Warm and fuzzy, as well as – now – a little itchy was how Alvin felt sitting under eight eighths blue in the meadow.  He had wandered further on up the hill and away from the red ant’s nest to find another seat.  From his new seat, the wind had risen slightly, and if Alvin had cupped his hands to his ears he would have heard the sound of the sea, barrel waves breaking on an endless shore, salt and sand, sand and salt, right out to a stretch of beach the tide could never reach. 

Alvin rubbed his eyes with his dirty thumbs and tried standing up, there on the sidewalk.  A black taxi went by and Alvin watched it drift over the pelican crossing and be swallowed in the light/dark of the underpass.  Like a scared cow Alvin was at leisure to wander wherever he wanted, free will was his to explore; he promptly sat down on the edge of the kerb and waited.

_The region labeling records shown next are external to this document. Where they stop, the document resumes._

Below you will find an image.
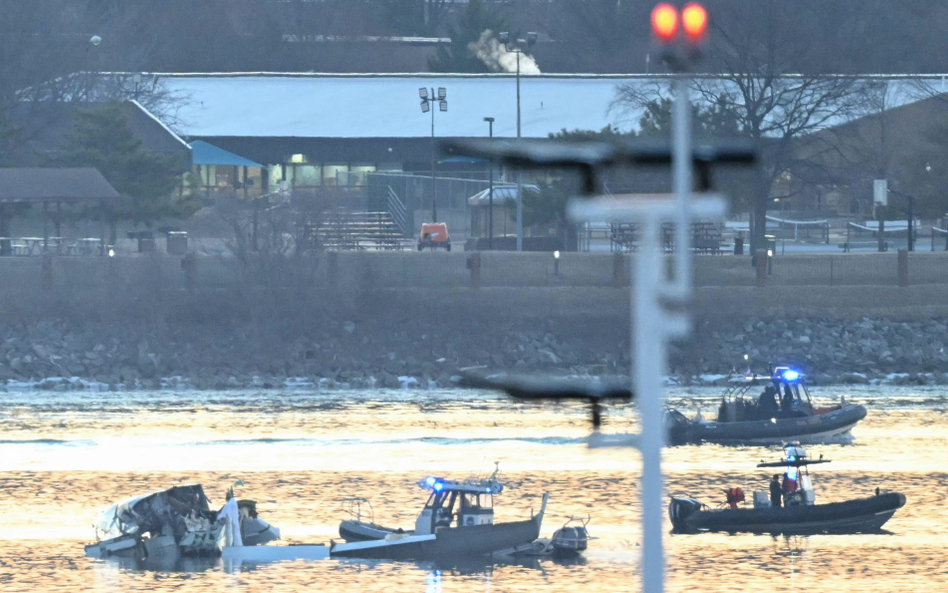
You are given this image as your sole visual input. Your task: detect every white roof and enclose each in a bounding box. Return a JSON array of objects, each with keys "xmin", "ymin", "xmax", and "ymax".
[
  {"xmin": 159, "ymin": 73, "xmax": 944, "ymax": 138},
  {"xmin": 162, "ymin": 75, "xmax": 628, "ymax": 138}
]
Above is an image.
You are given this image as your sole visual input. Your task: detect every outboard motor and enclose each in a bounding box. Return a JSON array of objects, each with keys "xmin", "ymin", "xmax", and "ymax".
[
  {"xmin": 668, "ymin": 496, "xmax": 701, "ymax": 529},
  {"xmin": 664, "ymin": 409, "xmax": 691, "ymax": 445},
  {"xmin": 550, "ymin": 525, "xmax": 589, "ymax": 556}
]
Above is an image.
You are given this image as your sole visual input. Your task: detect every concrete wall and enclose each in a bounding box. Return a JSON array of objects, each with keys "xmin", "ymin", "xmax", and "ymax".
[{"xmin": 0, "ymin": 251, "xmax": 948, "ymax": 293}]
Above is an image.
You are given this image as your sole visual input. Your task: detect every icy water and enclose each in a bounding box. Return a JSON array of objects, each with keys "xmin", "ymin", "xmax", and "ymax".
[{"xmin": 0, "ymin": 387, "xmax": 948, "ymax": 593}]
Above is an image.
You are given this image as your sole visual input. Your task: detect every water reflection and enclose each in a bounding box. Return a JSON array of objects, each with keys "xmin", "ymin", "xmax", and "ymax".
[{"xmin": 0, "ymin": 388, "xmax": 948, "ymax": 593}]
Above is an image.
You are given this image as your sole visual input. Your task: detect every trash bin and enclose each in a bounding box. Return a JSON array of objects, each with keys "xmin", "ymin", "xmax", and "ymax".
[{"xmin": 168, "ymin": 231, "xmax": 188, "ymax": 255}]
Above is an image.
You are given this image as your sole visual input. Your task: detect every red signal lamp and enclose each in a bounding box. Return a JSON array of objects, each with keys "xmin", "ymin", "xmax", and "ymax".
[
  {"xmin": 652, "ymin": 2, "xmax": 676, "ymax": 43},
  {"xmin": 681, "ymin": 2, "xmax": 708, "ymax": 42}
]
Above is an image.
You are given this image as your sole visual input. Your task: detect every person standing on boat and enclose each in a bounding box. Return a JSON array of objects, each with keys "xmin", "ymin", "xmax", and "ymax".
[
  {"xmin": 780, "ymin": 472, "xmax": 797, "ymax": 506},
  {"xmin": 780, "ymin": 385, "xmax": 793, "ymax": 418},
  {"xmin": 760, "ymin": 385, "xmax": 780, "ymax": 419},
  {"xmin": 770, "ymin": 474, "xmax": 783, "ymax": 509}
]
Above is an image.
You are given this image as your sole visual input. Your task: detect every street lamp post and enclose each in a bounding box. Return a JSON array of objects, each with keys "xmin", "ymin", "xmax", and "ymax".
[
  {"xmin": 484, "ymin": 117, "xmax": 494, "ymax": 250},
  {"xmin": 418, "ymin": 86, "xmax": 448, "ymax": 222},
  {"xmin": 500, "ymin": 31, "xmax": 537, "ymax": 251}
]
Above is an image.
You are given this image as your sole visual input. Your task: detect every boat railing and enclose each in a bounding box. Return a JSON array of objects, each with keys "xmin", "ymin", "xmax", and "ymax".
[
  {"xmin": 722, "ymin": 378, "xmax": 759, "ymax": 399},
  {"xmin": 342, "ymin": 497, "xmax": 375, "ymax": 523}
]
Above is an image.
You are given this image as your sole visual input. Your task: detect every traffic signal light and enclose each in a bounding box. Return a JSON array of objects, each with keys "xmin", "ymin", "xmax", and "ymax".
[
  {"xmin": 652, "ymin": 2, "xmax": 708, "ymax": 71},
  {"xmin": 652, "ymin": 3, "xmax": 678, "ymax": 43},
  {"xmin": 681, "ymin": 2, "xmax": 708, "ymax": 42}
]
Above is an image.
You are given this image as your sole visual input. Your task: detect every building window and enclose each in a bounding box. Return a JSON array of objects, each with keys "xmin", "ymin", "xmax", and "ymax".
[
  {"xmin": 323, "ymin": 165, "xmax": 349, "ymax": 185},
  {"xmin": 293, "ymin": 165, "xmax": 321, "ymax": 187},
  {"xmin": 347, "ymin": 165, "xmax": 375, "ymax": 186}
]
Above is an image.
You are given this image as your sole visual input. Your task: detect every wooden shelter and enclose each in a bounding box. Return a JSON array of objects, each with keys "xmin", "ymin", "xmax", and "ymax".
[{"xmin": 0, "ymin": 167, "xmax": 122, "ymax": 255}]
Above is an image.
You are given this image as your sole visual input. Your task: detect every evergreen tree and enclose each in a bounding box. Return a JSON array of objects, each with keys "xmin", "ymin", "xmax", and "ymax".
[{"xmin": 53, "ymin": 103, "xmax": 199, "ymax": 243}]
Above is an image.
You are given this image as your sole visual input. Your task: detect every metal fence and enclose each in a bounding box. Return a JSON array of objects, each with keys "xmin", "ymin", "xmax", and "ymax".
[{"xmin": 366, "ymin": 173, "xmax": 488, "ymax": 231}]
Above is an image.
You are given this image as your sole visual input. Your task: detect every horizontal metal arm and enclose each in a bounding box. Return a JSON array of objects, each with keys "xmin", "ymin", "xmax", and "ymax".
[{"xmin": 441, "ymin": 138, "xmax": 757, "ymax": 193}]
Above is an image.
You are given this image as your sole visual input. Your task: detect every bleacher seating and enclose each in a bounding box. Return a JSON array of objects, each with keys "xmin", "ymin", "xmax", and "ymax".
[
  {"xmin": 306, "ymin": 209, "xmax": 410, "ymax": 251},
  {"xmin": 610, "ymin": 221, "xmax": 723, "ymax": 254}
]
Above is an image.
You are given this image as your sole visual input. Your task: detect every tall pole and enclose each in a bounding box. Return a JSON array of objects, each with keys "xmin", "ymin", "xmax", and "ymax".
[
  {"xmin": 484, "ymin": 117, "xmax": 494, "ymax": 250},
  {"xmin": 431, "ymin": 87, "xmax": 438, "ymax": 222},
  {"xmin": 516, "ymin": 49, "xmax": 523, "ymax": 251},
  {"xmin": 907, "ymin": 196, "xmax": 915, "ymax": 251}
]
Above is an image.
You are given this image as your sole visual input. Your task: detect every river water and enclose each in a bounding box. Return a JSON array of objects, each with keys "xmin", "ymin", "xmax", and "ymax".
[{"xmin": 0, "ymin": 387, "xmax": 948, "ymax": 593}]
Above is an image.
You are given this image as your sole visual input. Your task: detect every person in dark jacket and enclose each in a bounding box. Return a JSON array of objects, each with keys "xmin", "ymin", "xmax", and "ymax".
[
  {"xmin": 770, "ymin": 474, "xmax": 783, "ymax": 509},
  {"xmin": 780, "ymin": 385, "xmax": 793, "ymax": 418},
  {"xmin": 758, "ymin": 385, "xmax": 780, "ymax": 420}
]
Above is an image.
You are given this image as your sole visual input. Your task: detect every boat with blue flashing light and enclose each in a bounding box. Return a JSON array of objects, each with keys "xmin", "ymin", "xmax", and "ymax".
[
  {"xmin": 668, "ymin": 445, "xmax": 905, "ymax": 535},
  {"xmin": 665, "ymin": 366, "xmax": 866, "ymax": 445},
  {"xmin": 330, "ymin": 471, "xmax": 549, "ymax": 560}
]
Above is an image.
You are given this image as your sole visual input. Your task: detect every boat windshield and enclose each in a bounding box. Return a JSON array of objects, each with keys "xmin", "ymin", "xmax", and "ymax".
[
  {"xmin": 461, "ymin": 492, "xmax": 494, "ymax": 509},
  {"xmin": 425, "ymin": 491, "xmax": 448, "ymax": 509}
]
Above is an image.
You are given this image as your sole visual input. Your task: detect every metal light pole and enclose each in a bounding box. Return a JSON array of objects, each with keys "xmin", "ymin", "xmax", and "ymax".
[
  {"xmin": 484, "ymin": 117, "xmax": 494, "ymax": 250},
  {"xmin": 418, "ymin": 86, "xmax": 448, "ymax": 222},
  {"xmin": 500, "ymin": 31, "xmax": 537, "ymax": 251}
]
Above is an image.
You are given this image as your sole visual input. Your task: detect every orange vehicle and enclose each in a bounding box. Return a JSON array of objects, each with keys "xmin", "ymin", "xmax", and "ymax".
[{"xmin": 418, "ymin": 222, "xmax": 451, "ymax": 251}]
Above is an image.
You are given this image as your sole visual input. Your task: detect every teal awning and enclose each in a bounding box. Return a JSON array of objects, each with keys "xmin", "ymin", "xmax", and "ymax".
[{"xmin": 190, "ymin": 140, "xmax": 263, "ymax": 167}]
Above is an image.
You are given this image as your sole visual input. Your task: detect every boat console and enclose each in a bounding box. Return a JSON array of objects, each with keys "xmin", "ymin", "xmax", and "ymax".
[{"xmin": 415, "ymin": 474, "xmax": 504, "ymax": 535}]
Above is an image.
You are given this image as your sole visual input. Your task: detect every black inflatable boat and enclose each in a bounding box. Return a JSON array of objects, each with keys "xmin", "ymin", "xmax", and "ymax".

Sitting inside on a freezing January evening in his partner’s snug suburban apartment, Alvin realised he had spent his life in awe of women - from his murderous mother, the stern, spinsterly woman who ran the children’s home where he lived between the ages of two and fifteen, to his partner, beautiful and successful by almost any measure.  He longed for a woman’s attention, appreciation, affection, simultaneously fearing rebuke at any second.  Then his partner came in, as his brain was beginning to whir, and told him to pack his bags and clear off.  Alvin stared blankly at her for a full minute, before receiving a stiletto in the head. He did as he was told.

Wandering down the middle of the dual carriage way Alvin saw a tunnel ahead.  The tunnel was in fact a continuation of the freeway underneath Blackfriars on the north bank of the brown and dirty river Thames.  Nevertheless, to Alvin it seemed altogether more intriguing and inviting, and he staggered on as if approaching Area 51, with it’s chevroned tarmac and soft-lit orange, refrigerator glow pulling him forwards. 

In the lush meadow Alvin presently became aware of a persistent growling sound, growing ever more audible.  At first he ignored it, assuming it be to be an aircraft of some sort, but soon he sensed the hairs on the nape of his neck raise, and a cold sweat issue from his pits, and he felt compelled to brush the mangy hair from his eyes - the growl had become a petrol engine howl: to his shock and surprise there were two big yellow suns right in front of him - and then nothing.